The promise applies immediately to handsets from any vendor, Verizon Wireless CEO Lowell McAdam said in the letter to the chairman of the House subcommittee on communications, technology and the Internet. The promise follows a February agreement between Verizon and the Associated Carrier Group to limit Verizon's handset-exclusivity deals with its two primary vendors - Samsung and LG - to six months. The group represents 25 CDMA carriers with 2.6 million subscribers.
In the letter, Verizon defines small carriers as having no more than 500,000 subscribers.
Handset-exclusivity deals have come under fire by rural and regional carriers and consumer groups. Opponents claim exclusivity deals by the big-four carriers limit consumer choice and harm the competitiveness of smaller carriers, who get access to in-demand handsets only after they become obsolete.
McAdams called the six-month limit "reasonable," given the risk that Verizon assumes when it commits resources to help vendors develop exclusive product and makes quantity buying commitments.
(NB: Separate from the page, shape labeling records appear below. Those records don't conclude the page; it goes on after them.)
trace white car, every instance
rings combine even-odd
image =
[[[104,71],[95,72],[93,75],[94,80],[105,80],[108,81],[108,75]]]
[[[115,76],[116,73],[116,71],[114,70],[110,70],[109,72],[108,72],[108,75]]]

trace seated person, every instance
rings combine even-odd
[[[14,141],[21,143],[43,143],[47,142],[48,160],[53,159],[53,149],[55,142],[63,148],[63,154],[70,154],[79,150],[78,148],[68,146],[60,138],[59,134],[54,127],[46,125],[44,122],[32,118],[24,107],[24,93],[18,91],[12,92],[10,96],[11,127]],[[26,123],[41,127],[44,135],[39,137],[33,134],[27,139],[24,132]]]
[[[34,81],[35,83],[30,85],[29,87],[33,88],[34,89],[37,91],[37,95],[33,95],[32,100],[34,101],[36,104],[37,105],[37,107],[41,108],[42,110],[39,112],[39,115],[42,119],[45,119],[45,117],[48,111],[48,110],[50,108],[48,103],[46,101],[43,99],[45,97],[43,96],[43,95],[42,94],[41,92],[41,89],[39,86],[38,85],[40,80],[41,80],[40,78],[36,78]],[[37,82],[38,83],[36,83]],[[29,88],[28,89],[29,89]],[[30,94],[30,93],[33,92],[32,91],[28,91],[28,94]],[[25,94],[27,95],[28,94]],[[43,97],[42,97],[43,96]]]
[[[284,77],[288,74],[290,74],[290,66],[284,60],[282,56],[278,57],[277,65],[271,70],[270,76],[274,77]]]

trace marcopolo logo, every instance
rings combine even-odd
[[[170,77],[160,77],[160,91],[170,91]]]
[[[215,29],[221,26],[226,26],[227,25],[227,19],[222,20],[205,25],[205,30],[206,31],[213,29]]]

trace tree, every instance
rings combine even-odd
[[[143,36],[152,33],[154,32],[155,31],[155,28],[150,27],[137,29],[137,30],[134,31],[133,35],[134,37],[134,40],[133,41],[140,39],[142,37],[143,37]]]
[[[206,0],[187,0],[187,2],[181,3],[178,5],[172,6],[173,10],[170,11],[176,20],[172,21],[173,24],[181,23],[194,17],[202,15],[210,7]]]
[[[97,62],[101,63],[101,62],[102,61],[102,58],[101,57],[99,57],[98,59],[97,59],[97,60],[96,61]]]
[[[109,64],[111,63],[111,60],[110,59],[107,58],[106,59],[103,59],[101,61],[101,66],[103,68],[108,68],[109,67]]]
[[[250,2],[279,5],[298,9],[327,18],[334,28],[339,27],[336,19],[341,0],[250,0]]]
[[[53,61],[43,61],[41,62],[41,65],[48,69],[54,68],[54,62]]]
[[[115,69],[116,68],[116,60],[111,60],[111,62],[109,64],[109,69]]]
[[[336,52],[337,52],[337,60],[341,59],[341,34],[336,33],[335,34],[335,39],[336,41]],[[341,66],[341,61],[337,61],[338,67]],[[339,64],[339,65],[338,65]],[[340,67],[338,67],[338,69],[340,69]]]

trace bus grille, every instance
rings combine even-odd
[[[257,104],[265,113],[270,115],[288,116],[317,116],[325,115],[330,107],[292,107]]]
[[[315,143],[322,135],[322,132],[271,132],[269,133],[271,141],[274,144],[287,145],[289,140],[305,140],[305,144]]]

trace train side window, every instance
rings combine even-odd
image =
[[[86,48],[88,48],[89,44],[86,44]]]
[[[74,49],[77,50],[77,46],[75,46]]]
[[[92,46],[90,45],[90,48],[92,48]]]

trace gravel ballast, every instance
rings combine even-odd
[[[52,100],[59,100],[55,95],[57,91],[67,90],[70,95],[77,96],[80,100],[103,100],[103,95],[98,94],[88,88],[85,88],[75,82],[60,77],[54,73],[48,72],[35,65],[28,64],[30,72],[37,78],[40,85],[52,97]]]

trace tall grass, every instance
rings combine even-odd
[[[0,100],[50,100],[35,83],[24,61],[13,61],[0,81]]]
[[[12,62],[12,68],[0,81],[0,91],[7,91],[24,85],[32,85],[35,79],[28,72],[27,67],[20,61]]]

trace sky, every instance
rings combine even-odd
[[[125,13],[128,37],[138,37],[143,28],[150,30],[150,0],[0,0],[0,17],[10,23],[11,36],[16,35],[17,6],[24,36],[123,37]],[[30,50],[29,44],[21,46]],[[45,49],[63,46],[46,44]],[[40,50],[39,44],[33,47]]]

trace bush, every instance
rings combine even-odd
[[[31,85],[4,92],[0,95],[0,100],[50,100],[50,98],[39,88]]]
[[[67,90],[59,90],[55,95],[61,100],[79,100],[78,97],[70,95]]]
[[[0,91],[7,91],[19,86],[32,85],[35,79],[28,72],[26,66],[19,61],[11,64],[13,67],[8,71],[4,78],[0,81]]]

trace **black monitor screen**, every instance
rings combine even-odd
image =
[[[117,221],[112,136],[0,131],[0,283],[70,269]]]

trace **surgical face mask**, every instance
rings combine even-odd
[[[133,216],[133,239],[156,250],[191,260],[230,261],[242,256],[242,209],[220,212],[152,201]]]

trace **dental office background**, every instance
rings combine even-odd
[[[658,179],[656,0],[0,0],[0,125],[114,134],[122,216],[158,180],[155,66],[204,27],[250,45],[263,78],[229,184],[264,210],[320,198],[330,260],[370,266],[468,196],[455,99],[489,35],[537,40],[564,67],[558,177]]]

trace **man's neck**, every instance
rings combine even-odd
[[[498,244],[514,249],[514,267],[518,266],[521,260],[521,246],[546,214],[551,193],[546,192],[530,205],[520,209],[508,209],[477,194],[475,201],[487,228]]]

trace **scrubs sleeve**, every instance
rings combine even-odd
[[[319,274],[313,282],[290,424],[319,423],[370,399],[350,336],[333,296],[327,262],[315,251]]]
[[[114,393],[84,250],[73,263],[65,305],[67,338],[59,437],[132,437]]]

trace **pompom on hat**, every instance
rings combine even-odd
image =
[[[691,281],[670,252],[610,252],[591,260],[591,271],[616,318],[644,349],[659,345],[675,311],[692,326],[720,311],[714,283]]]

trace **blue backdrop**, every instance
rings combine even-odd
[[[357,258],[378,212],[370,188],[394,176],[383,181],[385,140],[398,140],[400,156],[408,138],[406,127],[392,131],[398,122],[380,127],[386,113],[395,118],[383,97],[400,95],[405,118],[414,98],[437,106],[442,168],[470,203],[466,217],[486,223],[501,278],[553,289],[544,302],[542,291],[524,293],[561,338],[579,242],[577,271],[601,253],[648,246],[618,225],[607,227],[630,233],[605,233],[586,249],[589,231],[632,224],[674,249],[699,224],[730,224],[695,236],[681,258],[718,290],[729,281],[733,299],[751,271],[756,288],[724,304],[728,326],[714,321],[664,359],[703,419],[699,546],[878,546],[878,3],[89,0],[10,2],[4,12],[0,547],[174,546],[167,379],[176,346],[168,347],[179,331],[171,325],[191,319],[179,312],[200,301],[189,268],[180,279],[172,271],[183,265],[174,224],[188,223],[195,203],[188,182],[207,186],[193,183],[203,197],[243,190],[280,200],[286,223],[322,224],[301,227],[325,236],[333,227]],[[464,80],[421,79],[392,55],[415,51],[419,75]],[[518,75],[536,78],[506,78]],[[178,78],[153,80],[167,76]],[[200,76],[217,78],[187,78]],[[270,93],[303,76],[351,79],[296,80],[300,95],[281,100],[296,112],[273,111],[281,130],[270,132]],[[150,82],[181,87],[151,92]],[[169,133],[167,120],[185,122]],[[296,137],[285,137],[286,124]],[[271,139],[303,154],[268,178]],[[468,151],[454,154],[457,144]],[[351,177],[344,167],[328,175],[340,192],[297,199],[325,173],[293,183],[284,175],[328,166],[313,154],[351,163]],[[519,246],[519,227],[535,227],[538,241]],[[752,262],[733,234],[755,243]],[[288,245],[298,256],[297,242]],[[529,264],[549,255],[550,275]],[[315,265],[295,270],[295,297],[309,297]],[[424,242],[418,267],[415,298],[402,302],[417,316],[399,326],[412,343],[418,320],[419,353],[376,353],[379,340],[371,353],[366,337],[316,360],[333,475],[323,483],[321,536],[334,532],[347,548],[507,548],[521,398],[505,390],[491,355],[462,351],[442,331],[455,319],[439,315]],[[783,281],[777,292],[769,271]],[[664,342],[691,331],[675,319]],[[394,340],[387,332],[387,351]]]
Typically, Verizon commits to "hundreds of thousands or even millions of each device," the letter said. Without up-front quantity commitments, McAdams continued, "manufacturers may be reluctant to make the investments in of time, money and production capacity to support a particular device. This, of course, constitutes a major risk for us because if the device is not popular in the marketplace, we could end up with excess inventory and potential competitive losses."
"On the other hand, if the device does well in the market, six months is a reasonable time for us to earn the benefit of our risk and our investments."
At least one carrier wasn't impressed. A Cellular South spokesman said the promise leaves out smaller carriers with more than 500,000 subscribers, such as Cellular South and U.S. Cellular. The spokesman also said the letter confirms that large carriers have the market power to control CDMA handset distribution to the disadvantage of smaller carriers.